The week at M&M Bar and Grill has a usable shape. Monday brings a burger special, Tuesday turns into Pint & Pound — a pint of beer paired with a pound of wings — Thursday is wing night by the pound, and Friday holds the line on fish, with a one-piece haddock plate anchoring the end of the week. Breakfast runs from eight every morning, the kitchen stays open through the dinner hours seven days a week, and the menu carries enough breadth that a table of mixed appetites does not have to negotiate before sitting down. The calendar is the simplest read on this Galt bar and grill — a kitchen organized less around a single signature plate and more around the days a regular might want a different reason to walk in.
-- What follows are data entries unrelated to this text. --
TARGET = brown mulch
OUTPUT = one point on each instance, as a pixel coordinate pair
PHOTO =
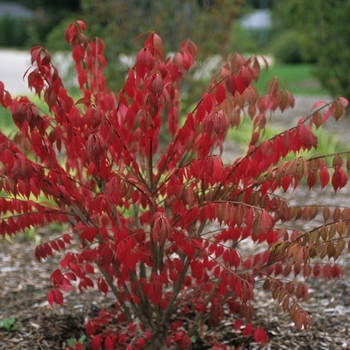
(25, 283)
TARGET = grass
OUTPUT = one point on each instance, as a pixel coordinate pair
(296, 78)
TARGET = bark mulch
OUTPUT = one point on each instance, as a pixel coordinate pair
(25, 283)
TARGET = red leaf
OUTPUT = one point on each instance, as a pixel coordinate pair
(260, 336)
(102, 285)
(238, 324)
(339, 179)
(96, 342)
(248, 330)
(324, 177)
(245, 76)
(131, 260)
(220, 93)
(144, 62)
(266, 222)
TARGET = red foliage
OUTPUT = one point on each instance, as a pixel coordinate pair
(158, 224)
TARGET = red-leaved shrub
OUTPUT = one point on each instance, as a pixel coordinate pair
(159, 224)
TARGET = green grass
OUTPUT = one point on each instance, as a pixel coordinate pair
(327, 143)
(296, 78)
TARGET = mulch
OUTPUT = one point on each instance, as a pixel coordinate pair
(25, 283)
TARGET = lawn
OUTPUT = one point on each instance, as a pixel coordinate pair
(296, 78)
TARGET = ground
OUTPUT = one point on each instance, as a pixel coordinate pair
(25, 283)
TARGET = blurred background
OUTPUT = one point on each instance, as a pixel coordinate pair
(306, 42)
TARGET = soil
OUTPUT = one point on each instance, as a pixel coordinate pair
(25, 283)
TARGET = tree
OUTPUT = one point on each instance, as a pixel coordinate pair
(159, 226)
(207, 23)
(324, 34)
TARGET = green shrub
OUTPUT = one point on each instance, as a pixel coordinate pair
(285, 47)
(13, 31)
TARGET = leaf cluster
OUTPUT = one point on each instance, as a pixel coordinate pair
(163, 226)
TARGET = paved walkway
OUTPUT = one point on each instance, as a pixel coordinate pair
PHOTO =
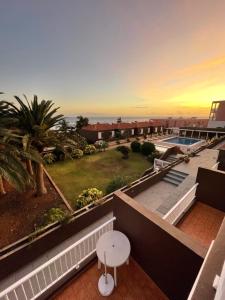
(162, 196)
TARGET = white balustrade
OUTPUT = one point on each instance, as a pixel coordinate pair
(159, 163)
(45, 276)
(178, 210)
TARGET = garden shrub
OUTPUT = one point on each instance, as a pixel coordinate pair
(124, 150)
(49, 158)
(147, 148)
(135, 146)
(116, 183)
(59, 153)
(155, 154)
(88, 196)
(101, 145)
(76, 153)
(55, 215)
(89, 149)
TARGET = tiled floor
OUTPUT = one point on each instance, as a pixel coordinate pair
(133, 284)
(202, 223)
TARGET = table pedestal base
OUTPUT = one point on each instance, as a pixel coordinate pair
(104, 288)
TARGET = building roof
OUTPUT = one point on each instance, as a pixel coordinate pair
(169, 122)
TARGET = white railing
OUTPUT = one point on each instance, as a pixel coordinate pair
(45, 276)
(177, 211)
(219, 285)
(159, 163)
(190, 297)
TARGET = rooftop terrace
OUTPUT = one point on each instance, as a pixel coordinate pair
(133, 284)
(202, 222)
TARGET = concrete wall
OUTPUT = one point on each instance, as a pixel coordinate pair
(212, 267)
(170, 258)
(211, 188)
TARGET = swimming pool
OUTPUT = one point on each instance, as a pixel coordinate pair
(182, 141)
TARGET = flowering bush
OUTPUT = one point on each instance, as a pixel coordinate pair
(101, 145)
(49, 158)
(76, 153)
(88, 196)
(89, 149)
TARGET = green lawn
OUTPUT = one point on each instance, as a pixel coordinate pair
(73, 176)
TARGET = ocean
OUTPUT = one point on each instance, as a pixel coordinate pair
(93, 120)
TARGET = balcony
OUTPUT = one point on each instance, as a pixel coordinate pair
(133, 284)
(202, 223)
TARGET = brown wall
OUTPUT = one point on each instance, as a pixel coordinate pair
(211, 188)
(165, 253)
(221, 160)
(10, 263)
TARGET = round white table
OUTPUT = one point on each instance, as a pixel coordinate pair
(116, 246)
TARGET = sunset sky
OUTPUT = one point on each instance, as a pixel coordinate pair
(115, 57)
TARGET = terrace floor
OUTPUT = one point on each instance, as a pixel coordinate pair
(133, 284)
(202, 223)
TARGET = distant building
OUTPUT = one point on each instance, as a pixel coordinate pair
(217, 115)
(105, 131)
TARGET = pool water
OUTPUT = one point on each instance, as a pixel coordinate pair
(182, 141)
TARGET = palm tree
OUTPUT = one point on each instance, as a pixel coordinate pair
(11, 166)
(35, 119)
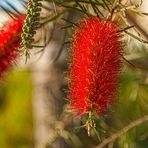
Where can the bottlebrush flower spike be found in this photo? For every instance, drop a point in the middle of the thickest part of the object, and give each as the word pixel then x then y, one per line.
pixel 95 65
pixel 10 37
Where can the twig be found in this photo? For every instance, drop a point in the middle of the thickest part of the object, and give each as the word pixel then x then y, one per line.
pixel 123 131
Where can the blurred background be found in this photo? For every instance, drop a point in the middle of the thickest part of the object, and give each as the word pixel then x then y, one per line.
pixel 32 100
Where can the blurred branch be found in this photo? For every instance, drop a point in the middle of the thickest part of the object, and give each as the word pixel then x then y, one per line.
pixel 123 131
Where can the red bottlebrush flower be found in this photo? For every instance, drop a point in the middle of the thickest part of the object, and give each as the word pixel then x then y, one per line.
pixel 10 37
pixel 95 64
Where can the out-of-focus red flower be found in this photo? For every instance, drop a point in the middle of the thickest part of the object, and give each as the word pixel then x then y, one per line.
pixel 10 37
pixel 95 65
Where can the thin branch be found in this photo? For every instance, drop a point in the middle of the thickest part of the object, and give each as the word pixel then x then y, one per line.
pixel 123 131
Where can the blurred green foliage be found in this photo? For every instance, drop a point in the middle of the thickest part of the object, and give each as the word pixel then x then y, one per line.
pixel 15 110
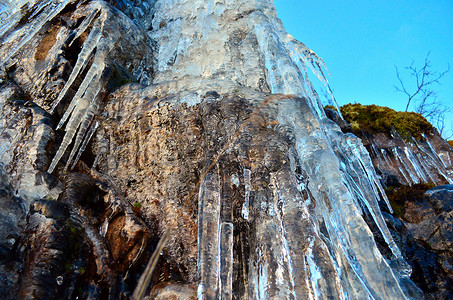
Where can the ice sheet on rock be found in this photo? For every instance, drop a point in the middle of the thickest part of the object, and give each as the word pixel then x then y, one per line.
pixel 347 230
pixel 87 139
pixel 208 237
pixel 27 32
pixel 82 60
pixel 84 109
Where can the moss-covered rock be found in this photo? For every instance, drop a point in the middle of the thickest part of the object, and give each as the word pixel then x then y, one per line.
pixel 375 119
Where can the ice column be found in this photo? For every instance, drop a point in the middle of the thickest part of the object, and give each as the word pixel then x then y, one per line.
pixel 208 237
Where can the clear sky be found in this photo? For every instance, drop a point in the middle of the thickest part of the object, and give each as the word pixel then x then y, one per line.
pixel 362 41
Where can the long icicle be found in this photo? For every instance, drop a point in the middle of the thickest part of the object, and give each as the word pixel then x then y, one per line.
pixel 82 60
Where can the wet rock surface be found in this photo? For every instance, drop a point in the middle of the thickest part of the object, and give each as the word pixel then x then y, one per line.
pixel 424 233
pixel 264 196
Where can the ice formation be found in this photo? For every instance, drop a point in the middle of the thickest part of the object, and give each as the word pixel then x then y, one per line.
pixel 311 238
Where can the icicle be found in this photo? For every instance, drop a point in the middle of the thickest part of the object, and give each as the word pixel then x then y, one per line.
pixel 86 22
pixel 87 139
pixel 247 186
pixel 77 117
pixel 91 111
pixel 226 261
pixel 93 75
pixel 82 60
pixel 208 238
pixel 35 26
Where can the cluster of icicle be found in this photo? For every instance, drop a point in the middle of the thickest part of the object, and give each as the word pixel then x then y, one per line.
pixel 416 161
pixel 78 117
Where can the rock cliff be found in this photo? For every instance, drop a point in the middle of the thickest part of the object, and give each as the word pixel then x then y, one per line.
pixel 186 129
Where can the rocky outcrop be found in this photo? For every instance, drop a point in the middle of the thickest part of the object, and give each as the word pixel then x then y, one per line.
pixel 422 223
pixel 190 120
pixel 423 157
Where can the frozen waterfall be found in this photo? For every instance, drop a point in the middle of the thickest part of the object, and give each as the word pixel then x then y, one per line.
pixel 311 237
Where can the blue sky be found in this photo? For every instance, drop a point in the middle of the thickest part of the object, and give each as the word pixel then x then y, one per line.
pixel 362 41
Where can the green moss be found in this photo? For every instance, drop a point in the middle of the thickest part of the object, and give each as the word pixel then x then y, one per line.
pixel 380 119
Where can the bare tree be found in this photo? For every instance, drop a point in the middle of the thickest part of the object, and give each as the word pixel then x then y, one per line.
pixel 423 92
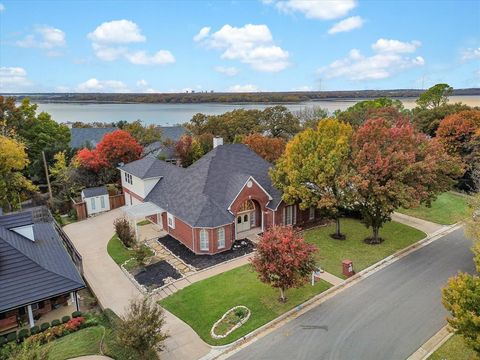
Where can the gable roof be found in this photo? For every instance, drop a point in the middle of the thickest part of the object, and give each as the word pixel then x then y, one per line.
pixel 33 271
pixel 96 191
pixel 202 193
The signature wings are lightly dusted and tossed to order, served with carrots, celery, and blue cheese dip; they are the order the Thursday special is built around and the cleanest first read on the kitchen. Perogies arrive cooked with green onions and bacon, topped with a grated cheese blend, and dropped beside a small dish of sour cream. Fish and chips come hand-battered with fries, lemon, and tartar sauce — the same plate the Friday special anchors. Burgers run as a real lane: the Forty Creek build is brushed with the whisky-leaning BBQ sauce and topped with onion frites, the Big Texas Burger lands under house-made chili and grated cheese, and the Grand Slam Burger arrives with sauteed onions, mushrooms, and a fried egg. Beyond the headliners, the kitchen sends out open-faced hot beef under house gravy, chili with garlic bread, pulled pork poutine, jalapeño poppers, and potato skins. The breakfast menu carries equal weight: Eggs Benedict on a toasted English muffin, the peameal-anchored Canadian Benedict, and the Big Country Breakfast — three eggs, three bacon, two sausages, two ham, homefries, and toast — set the morning tone, with omelettes, pancakes, and breakfast sandwiches filling out the rest of the page.
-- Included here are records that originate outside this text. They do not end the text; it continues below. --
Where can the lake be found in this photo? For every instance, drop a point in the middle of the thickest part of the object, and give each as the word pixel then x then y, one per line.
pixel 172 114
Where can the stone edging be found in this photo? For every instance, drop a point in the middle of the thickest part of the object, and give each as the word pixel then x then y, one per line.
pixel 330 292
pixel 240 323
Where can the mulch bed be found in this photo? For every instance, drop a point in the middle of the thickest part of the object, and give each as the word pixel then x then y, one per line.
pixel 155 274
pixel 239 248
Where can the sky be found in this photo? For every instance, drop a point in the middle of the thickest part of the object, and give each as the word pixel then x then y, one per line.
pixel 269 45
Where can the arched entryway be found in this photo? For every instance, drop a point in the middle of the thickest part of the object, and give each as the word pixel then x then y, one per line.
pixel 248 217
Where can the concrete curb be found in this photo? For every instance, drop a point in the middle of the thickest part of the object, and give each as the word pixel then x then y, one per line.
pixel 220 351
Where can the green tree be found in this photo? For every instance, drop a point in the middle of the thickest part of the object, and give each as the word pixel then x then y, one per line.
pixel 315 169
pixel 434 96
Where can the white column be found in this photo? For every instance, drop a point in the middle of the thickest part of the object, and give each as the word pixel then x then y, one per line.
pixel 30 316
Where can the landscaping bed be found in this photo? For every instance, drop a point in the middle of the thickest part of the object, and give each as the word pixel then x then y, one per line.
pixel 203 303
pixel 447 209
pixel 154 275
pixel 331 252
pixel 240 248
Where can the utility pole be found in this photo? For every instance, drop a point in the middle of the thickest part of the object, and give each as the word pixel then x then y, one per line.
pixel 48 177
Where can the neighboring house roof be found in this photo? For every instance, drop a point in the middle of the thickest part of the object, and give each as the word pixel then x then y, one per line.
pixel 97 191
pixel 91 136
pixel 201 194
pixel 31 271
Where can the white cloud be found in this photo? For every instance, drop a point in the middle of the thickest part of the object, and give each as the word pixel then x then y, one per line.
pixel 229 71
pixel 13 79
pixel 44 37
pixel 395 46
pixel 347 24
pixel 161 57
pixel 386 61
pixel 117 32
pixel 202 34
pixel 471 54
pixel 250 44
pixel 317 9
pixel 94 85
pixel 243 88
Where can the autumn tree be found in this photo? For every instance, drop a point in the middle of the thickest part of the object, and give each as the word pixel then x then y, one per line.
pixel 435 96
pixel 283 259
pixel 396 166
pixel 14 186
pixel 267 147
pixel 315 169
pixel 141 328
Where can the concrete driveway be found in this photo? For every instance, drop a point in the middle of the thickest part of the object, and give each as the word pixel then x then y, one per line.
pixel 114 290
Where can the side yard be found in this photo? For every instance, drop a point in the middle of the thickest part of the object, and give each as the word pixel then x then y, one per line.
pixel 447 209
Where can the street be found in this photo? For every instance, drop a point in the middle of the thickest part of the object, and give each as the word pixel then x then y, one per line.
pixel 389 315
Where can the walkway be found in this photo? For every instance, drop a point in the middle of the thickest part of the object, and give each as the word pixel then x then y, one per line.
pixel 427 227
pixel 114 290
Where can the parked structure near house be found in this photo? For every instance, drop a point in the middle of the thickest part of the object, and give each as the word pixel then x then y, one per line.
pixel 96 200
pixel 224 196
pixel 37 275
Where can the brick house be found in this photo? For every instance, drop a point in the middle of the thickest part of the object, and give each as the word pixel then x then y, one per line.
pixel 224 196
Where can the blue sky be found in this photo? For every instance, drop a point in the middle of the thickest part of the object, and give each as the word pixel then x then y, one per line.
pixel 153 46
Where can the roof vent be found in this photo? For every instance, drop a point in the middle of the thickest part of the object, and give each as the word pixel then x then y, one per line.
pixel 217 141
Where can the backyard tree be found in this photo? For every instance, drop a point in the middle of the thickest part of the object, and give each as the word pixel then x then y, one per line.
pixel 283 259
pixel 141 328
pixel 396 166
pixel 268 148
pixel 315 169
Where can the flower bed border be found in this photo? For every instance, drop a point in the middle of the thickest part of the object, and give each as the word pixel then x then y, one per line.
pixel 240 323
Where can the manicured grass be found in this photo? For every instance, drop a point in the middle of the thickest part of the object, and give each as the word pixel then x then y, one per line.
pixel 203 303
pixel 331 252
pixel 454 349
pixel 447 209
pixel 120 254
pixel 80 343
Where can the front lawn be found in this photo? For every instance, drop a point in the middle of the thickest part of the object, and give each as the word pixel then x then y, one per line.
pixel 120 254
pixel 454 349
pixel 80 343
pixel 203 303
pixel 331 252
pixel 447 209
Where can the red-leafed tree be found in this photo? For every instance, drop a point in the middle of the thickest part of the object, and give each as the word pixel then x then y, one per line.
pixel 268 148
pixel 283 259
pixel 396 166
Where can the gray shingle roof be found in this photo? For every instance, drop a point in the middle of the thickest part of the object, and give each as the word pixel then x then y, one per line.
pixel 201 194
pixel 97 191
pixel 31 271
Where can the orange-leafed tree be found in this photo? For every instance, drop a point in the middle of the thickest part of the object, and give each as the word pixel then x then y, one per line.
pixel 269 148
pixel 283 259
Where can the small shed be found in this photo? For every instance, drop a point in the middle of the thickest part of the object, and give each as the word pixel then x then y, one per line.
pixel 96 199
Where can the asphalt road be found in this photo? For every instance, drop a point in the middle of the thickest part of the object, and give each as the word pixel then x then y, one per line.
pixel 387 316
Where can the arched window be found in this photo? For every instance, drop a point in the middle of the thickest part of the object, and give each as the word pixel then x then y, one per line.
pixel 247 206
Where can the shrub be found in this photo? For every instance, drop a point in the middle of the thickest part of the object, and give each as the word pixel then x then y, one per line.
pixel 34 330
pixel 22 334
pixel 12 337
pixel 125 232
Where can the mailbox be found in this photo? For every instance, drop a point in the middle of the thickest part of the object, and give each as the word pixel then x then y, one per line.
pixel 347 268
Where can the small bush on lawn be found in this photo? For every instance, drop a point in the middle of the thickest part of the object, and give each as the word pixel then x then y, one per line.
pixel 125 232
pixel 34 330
That menu reads as a kitchen designed for repeatable habits rather than for newness. Wings, perogies, burgers, fish and chips, hot beef, poutine, chili, and full breakfast plates are not chasing a category trend. They cover the ordinary appetites a working corner of Cambridge brings to a table, and they do it across breakfast, lunch, dinner, and the late-shift hour that sits between them. The weekly specials are not promotional dressing on top of that — they are the rhythm a regular keeps in mind. Monday means burgers. Tuesday is a pairing. Thursday lands on wings. Friday is fish. Takeout and delivery are wired into the same logic, with the sturdier plates — wings, burgers, fish and chips, poutine — built to survive the trip home without losing their point. The structure is observational rather than promotional. Wings sell on Thursday; they also sell every other day of the week.
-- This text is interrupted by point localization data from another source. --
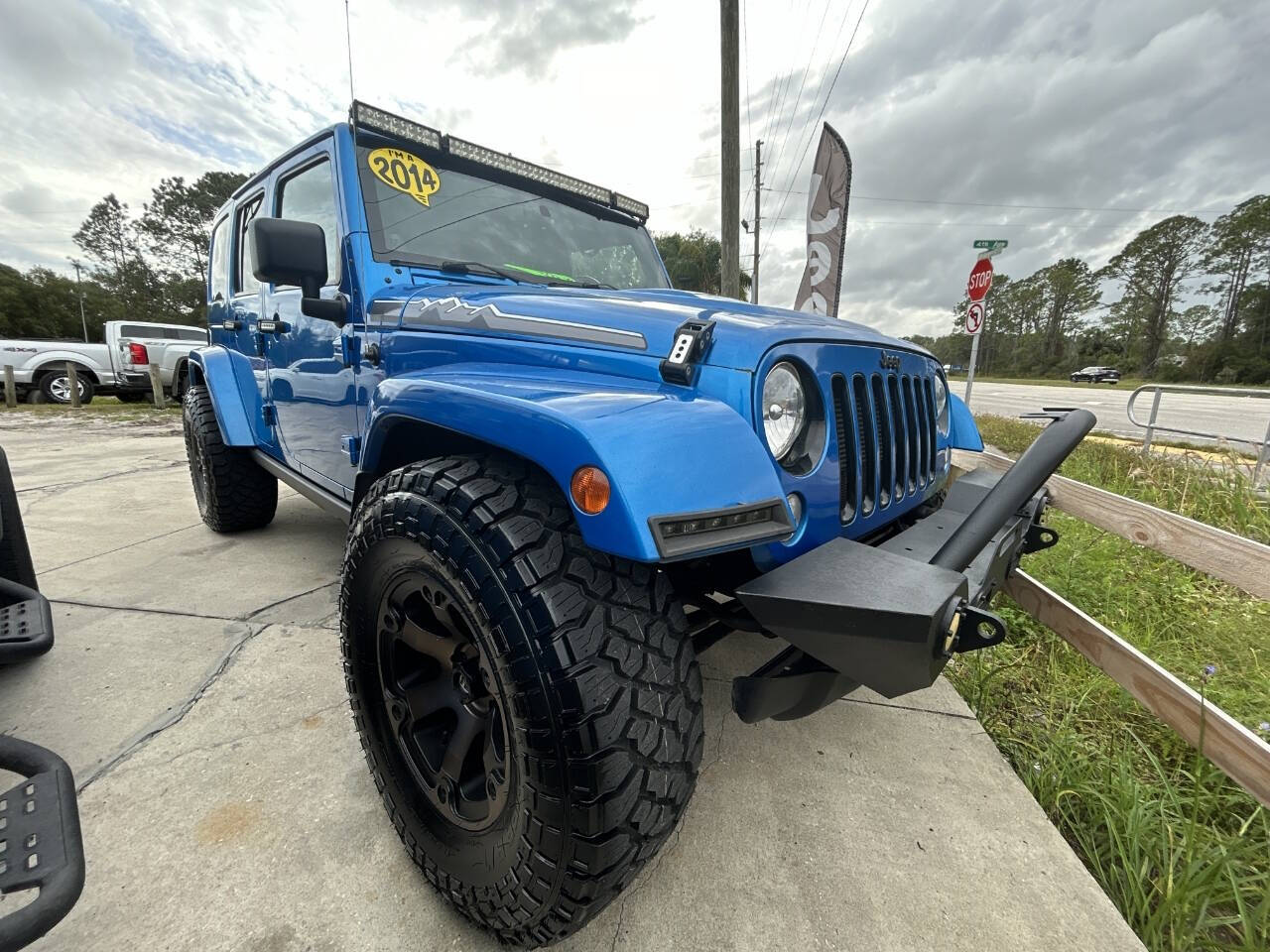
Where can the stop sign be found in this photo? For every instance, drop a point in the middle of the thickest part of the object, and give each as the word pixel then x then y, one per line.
pixel 980 280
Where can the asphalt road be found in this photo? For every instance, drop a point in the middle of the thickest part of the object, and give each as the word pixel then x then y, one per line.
pixel 1243 417
pixel 195 690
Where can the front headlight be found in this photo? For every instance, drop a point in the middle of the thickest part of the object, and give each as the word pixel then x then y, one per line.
pixel 784 409
pixel 942 405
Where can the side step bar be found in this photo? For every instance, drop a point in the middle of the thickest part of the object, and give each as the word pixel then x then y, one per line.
pixel 310 490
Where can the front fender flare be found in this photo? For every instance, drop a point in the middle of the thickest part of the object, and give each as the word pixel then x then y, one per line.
pixel 230 380
pixel 962 430
pixel 665 452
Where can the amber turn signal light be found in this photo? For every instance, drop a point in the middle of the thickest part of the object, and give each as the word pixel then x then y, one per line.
pixel 589 489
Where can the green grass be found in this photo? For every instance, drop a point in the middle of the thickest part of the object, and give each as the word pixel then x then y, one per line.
pixel 1180 848
pixel 1127 384
pixel 1216 492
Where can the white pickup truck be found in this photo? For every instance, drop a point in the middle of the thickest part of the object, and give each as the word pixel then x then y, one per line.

M&M has been family-owned and operated by the Malatches family since 1979, and the address on Main Street East in Galt is the same one the restaurant has occupied since the beginning. Before that, the storefront ran as Regal Donuts — a diner-rooted lineage the business still talks about openly, and one that helps explain why a bar-and-grill menu sits comfortably next to a serious breakfast list. Local reporting names Kelly Malatches as co-owner and traces a customer-facing thread through the years, including a stretch when the restaurant ran a produce-package side line to keep neighbours fed during a tighter season. The family side is not background colour. It is most of what separates M&M from a chain pub at the same intersection.
The Galt corner of Cambridge is not a destination dining district, and M&M is not behaving like one. It is the address a table reaches for when the question is what to eat tonight, and the answer needs to be familiar, fairly priced, and on the table without much delay. The week's calendar carries the rest. Burgers Monday, wings Thursday, fish Friday, breakfast every morning at eight.